Geek insider, geekinsider, geekinsider. Com,, google reportedly prepping 'child-safe' version of services, news

Google Reportedly Prepping ‘Child-Safe’ Version of Services

With all of the information at your fingertips, it is easy to forget that the Internet isn’t tailored for all ages.

But rumors are floating around the Internet that Google is going to make child friendly versions of its services. According to a news story on The Information (the full story requires subscription), the plan is that children under 13 years old can have their own YouTube accounts, but parents can see all of the data that involves their children’s use of Google services.

According to the news story, Google will close loopholes that children under 13 were using in order to have Google accounts. If children set up an account by using Google’s Android device, they will be required to include their age information.

However, a Mashable writer reported that a Google spokesperson denied the proposed changes. The same spokesperson also qualified the news information as nothing more than rumors and speculation. But there is some truth in the reports on Google’s inclinations and aspirations. The Wall Street Journal reported that indeed, Google is planning on making its services more accessible to children under 13, but the company has to contend with the Federal Trade Commission and the Children’s Online Privacy Protection Act (COPPA). Right now, in Google’s U.S. Public Policy section, the company stated that the age restrictions in the United States and removal of suspected underage users’ accounts are due to the company’s compliance to COPPA.

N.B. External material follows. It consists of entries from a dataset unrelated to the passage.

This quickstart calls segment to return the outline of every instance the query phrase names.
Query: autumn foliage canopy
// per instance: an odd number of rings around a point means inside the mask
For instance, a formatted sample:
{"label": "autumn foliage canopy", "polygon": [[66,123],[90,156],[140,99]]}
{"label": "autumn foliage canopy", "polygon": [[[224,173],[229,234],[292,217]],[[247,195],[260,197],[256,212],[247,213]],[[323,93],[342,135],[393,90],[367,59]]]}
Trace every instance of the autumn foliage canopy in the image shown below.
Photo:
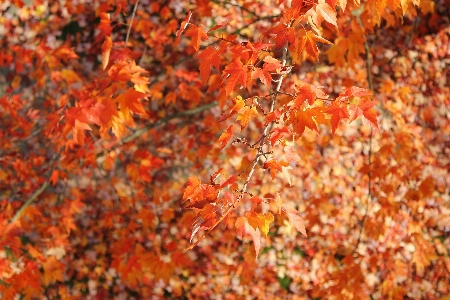
{"label": "autumn foliage canopy", "polygon": [[450,299],[447,4],[2,1],[0,298]]}

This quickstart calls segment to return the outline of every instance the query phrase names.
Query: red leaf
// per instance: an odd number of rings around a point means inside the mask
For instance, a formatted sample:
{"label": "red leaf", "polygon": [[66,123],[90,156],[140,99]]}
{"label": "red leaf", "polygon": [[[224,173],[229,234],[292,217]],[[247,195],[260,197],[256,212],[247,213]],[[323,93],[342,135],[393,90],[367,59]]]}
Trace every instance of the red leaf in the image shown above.
{"label": "red leaf", "polygon": [[272,180],[275,178],[276,171],[282,172],[283,167],[287,167],[289,164],[285,161],[277,161],[275,159],[266,161],[263,165],[264,169],[270,169],[270,175],[272,176]]}
{"label": "red leaf", "polygon": [[179,38],[181,36],[181,34],[183,33],[183,31],[186,29],[187,25],[189,24],[189,21],[191,20],[192,17],[192,11],[190,11],[188,13],[188,15],[186,16],[186,18],[184,18],[184,21],[181,22],[181,26],[180,29],[177,31],[177,38]]}
{"label": "red leaf", "polygon": [[193,24],[191,24],[191,27],[186,31],[184,34],[185,36],[192,37],[192,47],[194,47],[195,51],[198,52],[200,50],[200,42],[201,40],[207,40],[208,35],[203,30],[203,27],[197,27]]}
{"label": "red leaf", "polygon": [[227,78],[225,91],[228,96],[237,84],[241,84],[244,88],[247,86],[247,67],[239,59],[235,59],[225,67],[222,77]]}
{"label": "red leaf", "polygon": [[209,46],[198,55],[198,59],[200,61],[200,77],[202,78],[203,84],[208,82],[211,66],[215,67],[217,70],[219,69],[219,54],[221,52],[223,52],[223,50],[216,50],[214,47]]}
{"label": "red leaf", "polygon": [[331,131],[333,132],[333,134],[336,131],[341,120],[348,119],[349,117],[347,106],[337,101],[328,106],[325,110],[325,113],[331,115]]}
{"label": "red leaf", "polygon": [[270,144],[273,146],[275,145],[275,143],[281,138],[282,135],[284,134],[289,134],[289,129],[287,129],[287,127],[283,126],[281,128],[274,128],[271,132],[270,132]]}
{"label": "red leaf", "polygon": [[231,175],[230,178],[228,178],[227,180],[225,180],[224,182],[222,182],[220,184],[220,188],[222,189],[222,188],[226,187],[227,185],[233,186],[237,180],[238,180],[238,177],[236,175]]}

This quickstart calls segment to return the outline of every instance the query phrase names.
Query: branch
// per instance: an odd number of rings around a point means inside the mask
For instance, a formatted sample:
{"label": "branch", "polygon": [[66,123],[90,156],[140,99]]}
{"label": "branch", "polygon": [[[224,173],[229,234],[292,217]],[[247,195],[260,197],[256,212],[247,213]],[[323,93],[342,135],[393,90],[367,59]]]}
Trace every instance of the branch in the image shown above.
{"label": "branch", "polygon": [[137,0],[136,4],[134,5],[133,14],[131,15],[130,26],[128,26],[127,37],[125,38],[125,45],[128,44],[128,39],[130,38],[131,26],[133,26],[134,16],[136,15],[138,5],[139,0]]}
{"label": "branch", "polygon": [[[367,72],[367,81],[369,83],[369,89],[373,92],[373,83],[372,83],[372,73],[370,72],[370,47],[369,47],[369,42],[367,41],[367,36],[364,33],[364,24],[361,21],[360,15],[356,14],[356,19],[358,21],[359,26],[362,29],[362,32],[364,34],[364,49],[366,52],[366,72]],[[366,222],[366,217],[367,217],[367,213],[369,212],[369,205],[370,202],[372,201],[372,172],[371,172],[371,163],[372,163],[372,137],[373,137],[373,132],[372,132],[372,126],[370,127],[370,137],[369,137],[369,183],[368,183],[368,187],[367,187],[367,205],[366,205],[366,211],[364,212],[364,216],[360,222],[360,229],[359,229],[359,235],[358,235],[358,240],[356,241],[356,245],[355,248],[353,249],[353,253],[356,252],[356,250],[358,249],[359,243],[361,242],[361,236],[362,236],[362,232],[364,230],[364,224]]]}
{"label": "branch", "polygon": [[[283,47],[283,58],[282,58],[283,66],[286,65],[287,46],[288,45],[286,43],[286,45]],[[277,88],[275,89],[275,92],[271,94],[272,102],[270,104],[270,112],[274,111],[275,102],[277,100],[277,95],[280,92],[281,84],[283,82],[284,77],[283,77],[283,75],[280,75],[280,76],[281,77],[278,81]],[[270,122],[266,126],[264,126],[263,134],[262,134],[261,140],[259,142],[258,152],[256,154],[256,157],[253,159],[253,163],[251,164],[250,172],[249,172],[247,178],[245,179],[244,185],[242,186],[242,189],[239,191],[239,195],[236,197],[236,200],[234,200],[234,202],[228,207],[228,209],[225,211],[225,213],[201,237],[199,237],[198,240],[196,240],[193,244],[191,244],[189,247],[184,249],[183,252],[191,250],[195,246],[197,246],[198,243],[200,243],[211,231],[213,231],[214,228],[216,228],[216,226],[218,224],[220,224],[230,214],[230,212],[235,208],[236,204],[242,199],[244,193],[247,191],[248,183],[250,182],[250,179],[252,178],[253,173],[255,172],[256,165],[258,164],[261,156],[264,155],[263,147],[264,147],[266,137],[267,137],[267,134],[269,131],[269,127],[271,126],[271,124],[272,124],[272,122]]]}
{"label": "branch", "polygon": [[242,6],[242,5],[239,5],[239,4],[231,3],[231,2],[228,2],[228,1],[222,1],[222,2],[220,2],[220,1],[217,1],[217,0],[213,0],[212,2],[214,2],[214,3],[216,3],[216,4],[219,4],[219,5],[220,5],[220,4],[223,4],[223,5],[235,6],[235,7],[237,7],[238,9],[243,10],[243,11],[246,11],[247,13],[249,13],[249,14],[251,14],[251,15],[255,15],[255,12],[253,12],[253,11],[251,11],[250,9],[248,9],[248,8]]}
{"label": "branch", "polygon": [[14,217],[11,219],[10,223],[14,223],[17,221],[22,213],[25,211],[25,209],[30,206],[30,204],[37,198],[39,195],[41,195],[50,185],[50,181],[47,179],[45,182],[41,185],[41,187],[33,193],[33,195],[22,205],[22,207],[16,212]]}
{"label": "branch", "polygon": [[169,122],[169,121],[172,120],[172,119],[181,118],[181,117],[188,117],[188,116],[194,116],[194,115],[196,115],[196,114],[201,113],[202,111],[205,111],[205,110],[208,110],[208,109],[210,109],[210,108],[213,108],[213,107],[215,107],[216,105],[217,105],[216,102],[212,102],[212,103],[205,104],[205,105],[203,105],[203,106],[196,107],[196,108],[191,109],[191,110],[185,110],[185,111],[178,112],[178,113],[176,113],[176,114],[173,114],[173,115],[164,117],[164,118],[162,118],[162,119],[159,119],[159,120],[156,121],[155,123],[149,124],[149,125],[147,125],[147,126],[141,128],[141,129],[138,129],[138,130],[136,130],[133,134],[131,134],[131,135],[129,135],[129,136],[123,138],[123,139],[120,141],[120,145],[121,145],[121,144],[129,143],[129,142],[131,142],[132,140],[134,140],[134,139],[140,137],[142,134],[144,134],[145,132],[149,131],[150,129],[155,128],[155,127],[157,127],[157,126],[159,126],[159,125],[165,124],[165,123]]}
{"label": "branch", "polygon": [[44,183],[41,185],[41,187],[35,191],[33,193],[33,195],[31,195],[30,198],[28,198],[27,201],[25,201],[25,203],[22,205],[22,207],[14,214],[14,217],[11,219],[10,223],[14,223],[15,221],[17,221],[20,216],[22,215],[22,213],[25,211],[25,209],[30,206],[31,203],[33,203],[34,200],[36,200],[37,197],[39,197],[50,185],[50,176],[52,175],[53,172],[53,168],[51,168],[52,163],[57,160],[60,156],[60,153],[55,153],[53,154],[52,159],[50,160],[50,162],[48,163],[50,166],[50,169],[48,170],[48,175],[47,175],[47,179],[44,181]]}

COPPA is used as a backbone for constructing kid-targeted websites as well, such as Nickelodeon’s, where the Terms of Use are written in a kid-friendly way and strongly encourages children to show the website’s policies to their parents.

Children and the Internet

According to the Wall Street Journal blog post, the reason behind the age-bending venture is because parents are trying to set up Google accounts for their children. Proud parents are already trying to establish their children’s presence on the Internet, from baby pictures on personal blog websites to setting up Twitter accounts where potentially embarrassing tweets surface, such as the parent announcing that the namesake baby urinated. With college being a hotspot for encountering all kinds of people, including difficult peers, that public information could be used against children many years later.

But parents also encourage their kids to have some sort of account of their own, where they maneuver the technology with a little independence. One example is Amazon Kindle, where tips are given on how to allow children access to the services. One way is to have the child registered under the parent’s account, but it is also possible to give the children their own account without giving them full access to credit card ordering privileges because the settings can be restricted to prepaid cards.

By contrast, however, concerns are rising about how to make the Internet a more child friendly place. It happens that some parents let their children use their devices, such as e-readers (such as Amazon Kindle or the Barnes and Noble Nook) and smartphones. The Child Proof Gadget – Child Lock app on Google Play stated that children can accidentally delete their parents’ important contacts and emails, among other headaches. The app is supposed to help childproof the smartphone and prevent these problems from happening, but the app reviews indicate that it’s not always as successful as the producers intended it to be.

Smartphones aren’t the only desirable technologies to childproof. The Internet on the computer is another area of concern, according to this PCWorld article. That includes websites, advertisements and social networks.

And Google isn’t impervious to these concerns. In 2013, one parent, under the name SpitFireDragon, posted a question on how to make Google Chrome a safe browser for children to use. No response was supplied for the parent’s request, and the topic is currently closed.

While parents, companies and government officials are trying to figure out the best ways for children to make the most of the latest technologies, the children’s technological know-how should be factored in. As safeguards get implemented, those protective measures have to be secure enough to withstand children’s curious minds, but still allow the parents enough control to make these technologies valuable learning experiences for their offspring.